Mais avant d'aller voir ailleurs (probablement chez les copains de Leviathan, Krieg ou Twilight...), Blake et ses potes ne partent pas comme des voleurs : un album testamentaire finalement un peu farfelu dans son apparition puisque je – et je n'étais pas le seul – n'avais pas entendu parler de leur séparation qui a tout de même été annoncée en Novembre dernier. « The World We Left Behind », au titre évocateur, sonne presque comme un au revoir collectif mais forcé. Ce versant mélancolique voire tristounet se ressentira dans les mélodies développées par le groupe et ce dans une approche que l'on ne leur connaissait pas encore mais j'y reviendrais ultérieurement.
L'aspect visuel de cette pochette colorée est plutôt convaincant. Là où Nachtmystium était un peu le spécialiste des artworks laids, on peut dire que ça nous épargne une visite chez l'opticien. Un peu de rouge ne fait de mal à personne, d'autant plus qu'il conserve tout de même une patte visuelle facilement assimilable à la formation. Un livret plutôt sobre avec les paroles et un mot d'adieu aux allures de rédemption où notre lascar récidiviste de première catégorie remercie ses fans (alors qu'il avait plutôt l'habitude de les escroquer...).

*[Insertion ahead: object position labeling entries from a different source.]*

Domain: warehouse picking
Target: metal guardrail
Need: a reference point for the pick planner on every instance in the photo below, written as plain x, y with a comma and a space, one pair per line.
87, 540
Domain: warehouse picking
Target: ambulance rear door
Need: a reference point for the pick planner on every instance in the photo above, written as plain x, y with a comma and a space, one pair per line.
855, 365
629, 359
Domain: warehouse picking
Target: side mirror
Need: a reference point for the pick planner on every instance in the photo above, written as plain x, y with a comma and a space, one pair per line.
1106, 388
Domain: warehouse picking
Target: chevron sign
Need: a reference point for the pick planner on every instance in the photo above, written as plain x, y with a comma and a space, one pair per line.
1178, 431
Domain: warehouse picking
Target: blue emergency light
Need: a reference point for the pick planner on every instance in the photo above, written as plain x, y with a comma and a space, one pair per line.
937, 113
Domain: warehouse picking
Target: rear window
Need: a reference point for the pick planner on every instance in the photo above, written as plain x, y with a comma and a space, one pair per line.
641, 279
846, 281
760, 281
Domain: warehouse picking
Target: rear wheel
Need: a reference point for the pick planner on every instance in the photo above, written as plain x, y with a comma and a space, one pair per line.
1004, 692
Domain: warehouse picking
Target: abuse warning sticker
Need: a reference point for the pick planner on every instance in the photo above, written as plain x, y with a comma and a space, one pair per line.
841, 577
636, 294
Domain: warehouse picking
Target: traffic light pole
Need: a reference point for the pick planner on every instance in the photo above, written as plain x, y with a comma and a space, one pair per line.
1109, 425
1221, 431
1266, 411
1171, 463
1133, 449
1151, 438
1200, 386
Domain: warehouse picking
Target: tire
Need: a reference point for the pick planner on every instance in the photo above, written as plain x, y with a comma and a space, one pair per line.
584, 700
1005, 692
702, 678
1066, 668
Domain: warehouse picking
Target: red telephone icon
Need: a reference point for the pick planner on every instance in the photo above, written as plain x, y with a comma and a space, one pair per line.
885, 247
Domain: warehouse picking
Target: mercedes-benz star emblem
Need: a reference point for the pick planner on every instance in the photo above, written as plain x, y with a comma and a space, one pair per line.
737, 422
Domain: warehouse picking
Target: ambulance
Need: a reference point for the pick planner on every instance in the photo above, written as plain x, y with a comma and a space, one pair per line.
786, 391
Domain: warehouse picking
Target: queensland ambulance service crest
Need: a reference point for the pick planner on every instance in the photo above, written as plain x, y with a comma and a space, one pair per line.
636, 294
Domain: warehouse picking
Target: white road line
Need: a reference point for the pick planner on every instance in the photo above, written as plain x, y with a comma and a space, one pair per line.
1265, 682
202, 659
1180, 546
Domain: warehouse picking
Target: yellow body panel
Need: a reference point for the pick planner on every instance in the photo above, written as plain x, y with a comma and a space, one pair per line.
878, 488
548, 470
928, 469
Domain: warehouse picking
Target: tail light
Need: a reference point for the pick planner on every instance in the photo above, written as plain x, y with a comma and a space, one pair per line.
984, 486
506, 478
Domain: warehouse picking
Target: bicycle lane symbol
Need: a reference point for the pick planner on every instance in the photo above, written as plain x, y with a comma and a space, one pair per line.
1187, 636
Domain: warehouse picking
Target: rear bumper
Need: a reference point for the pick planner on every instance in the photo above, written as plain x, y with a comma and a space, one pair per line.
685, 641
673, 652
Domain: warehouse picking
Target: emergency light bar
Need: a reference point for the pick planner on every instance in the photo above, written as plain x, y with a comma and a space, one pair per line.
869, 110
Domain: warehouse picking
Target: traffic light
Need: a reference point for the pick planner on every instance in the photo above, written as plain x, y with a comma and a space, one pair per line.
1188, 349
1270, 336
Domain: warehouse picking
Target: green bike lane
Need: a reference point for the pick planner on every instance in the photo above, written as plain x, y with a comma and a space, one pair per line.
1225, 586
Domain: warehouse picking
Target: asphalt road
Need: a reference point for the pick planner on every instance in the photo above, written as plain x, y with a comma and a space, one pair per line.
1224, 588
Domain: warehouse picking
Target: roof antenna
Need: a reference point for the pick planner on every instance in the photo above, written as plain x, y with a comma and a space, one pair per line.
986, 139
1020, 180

Un mea culpa qui nous pousserait presque à dire « C'est pas grave Blakounet » en lui tapotant le dos gentiment. Cette fois ci, pas de Sandford Parker au générique mais on aperçoit dès la première écoute que le style proposé est toujours noyé dans une fumée opaque comme en témoigne ce son de basse caverneux, ces guitares aux distorsions liquides, ces overdubs de grosse caisse porcins et ce chant encore plus reverbé qu'auparavant rendant les influences Rock Prog/Psyché aisément identifiables (« Voyager »). L'introduction nous amène dans un territoire connu, comme une suite directe au triptyque final d'« Assassins : Black Meddle pt. 1 ». Par contre, la deuxième piste, intitulée « Fireheart » est nettement plus surprenante, avec ce riffing que n'aurait pas renié un Franz Ferdinand indépendantiste ayant avalé « Panzerfaust » au petit déjeuner... Il faut avouer qu'à première vue, cet espèce d'Indie-Black à une drôle de ganache même si elle nous revient plutôt bien. D'ailleurs, ces sursauts de garage-rock pointeront à nouveau le bout de leur nez sur ce hit en puissance qu'est « On the other side ».
« The world we left behind », album de la maturité ? Probablement mais ce qui est sûr dès le départ, ce que nous avons ici un tournant mélodique bien plus assumé que sur les précédentes réalisations. Les titres se rapprochent pour la plupart du « Borrowed Hope... » de
« Silencing Machine ». Des morceaux très axés sur le ressenti pour un résultat plus plombé qu'à l'accoutumé. Comme je l'abordais plus haut, cette dernière livraison posthume sent fort les regrets et la nostalgie (« Epitaph for a Dying Star » qui est soit très beau, soit très mégalo avec ses chœurs un peu R'n'B sous Kétamine...). Quoi de plus normal, quand un groupe occupe l'esprit de ses géniteurs depuis autant d'années mais on ne peut ôter de notre esprit le fait que cette séparation laisse un goût amer dans la bouche des musiciens. Par conséquence, il nous le laisse également. Cependant, certains amateurs des opus les plus datés regretteront sans aucun doute un manque d'agressivité palpable. Il n'y a guère que ce sur « Into The Endless Abyss » (ainsi qu'un petit peu sur « Tear You Down ») que nous sentons une violence linéaire suffisamment sincère pour nous la coller en terme de tournoiements agressifs et surtout très déstabilisants (ce clavier parasitaire est sûrement la plus grande trouvaille en terme de recherche sonore du disque...). Les doutes se dissipent définitivement quand vers la cinquième minute, la guitare dégaine un riff quasi-Josh-Hommien saupoudré de crypto-cloches-de-l-espace a t'en décorner un bœuf à coup de machette : on tient là un titre fort qui fait vraiment son effet. Une violence moins présente mais exécutée de main de maîtres, n'est-ce pas là l'essentiel ? Si, d'autant plus que l'heure est plus à la réflexion et au chemin parcouru qu'au cassage de gueule intempestif.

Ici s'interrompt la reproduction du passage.